Demonstration of Satellite Motion Around a Planet
This page presents a detailed mathematical demonstration of satellite motion around a planet, incorporating the 2ème loi de Newton and orbital mechanics principles.
The demonstration begins by establishing the force equation for a satellite orbiting at altitude h:
Definition: F = GMm / (R+h)², where G is the gravitational constant, M is the planet's mass, m is the satellite's mass, R is the planet's radius, and h is the orbital altitude.
Using the Frenet frame, the acceleration is expressed as:
Formula: a² = (du/dt)² T² + V² N², where u is the unit vector.
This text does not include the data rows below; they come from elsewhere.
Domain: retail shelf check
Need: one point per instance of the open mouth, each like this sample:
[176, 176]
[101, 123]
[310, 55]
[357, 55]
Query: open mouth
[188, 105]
The demonstration then proceeds to determine the satellite's rotational velocity:
Highlight: By equating the centripetal force to the gravitational force, we derive V² = GM / (R+h).
To show that the motion is uniform circular motion:
Example: The derivative of velocity with respect to time (du/dt) is zero, indicating constant velocity and thus uniform circular motion.
The orbital period is derived:
Formula: T = 2π√((R+h)³ / GM)
Finally, the demonstration concludes by verifying Kepler's Third Law:
Highlight: The ratio T² / (R+h)³ is shown to be constant, confirming Kepler's Third Law for planetary orbits.
This comprehensive analysis provides students with a deep understanding of satellite motion, integrating key concepts from Mouvement des satellites et des planètes Terminale.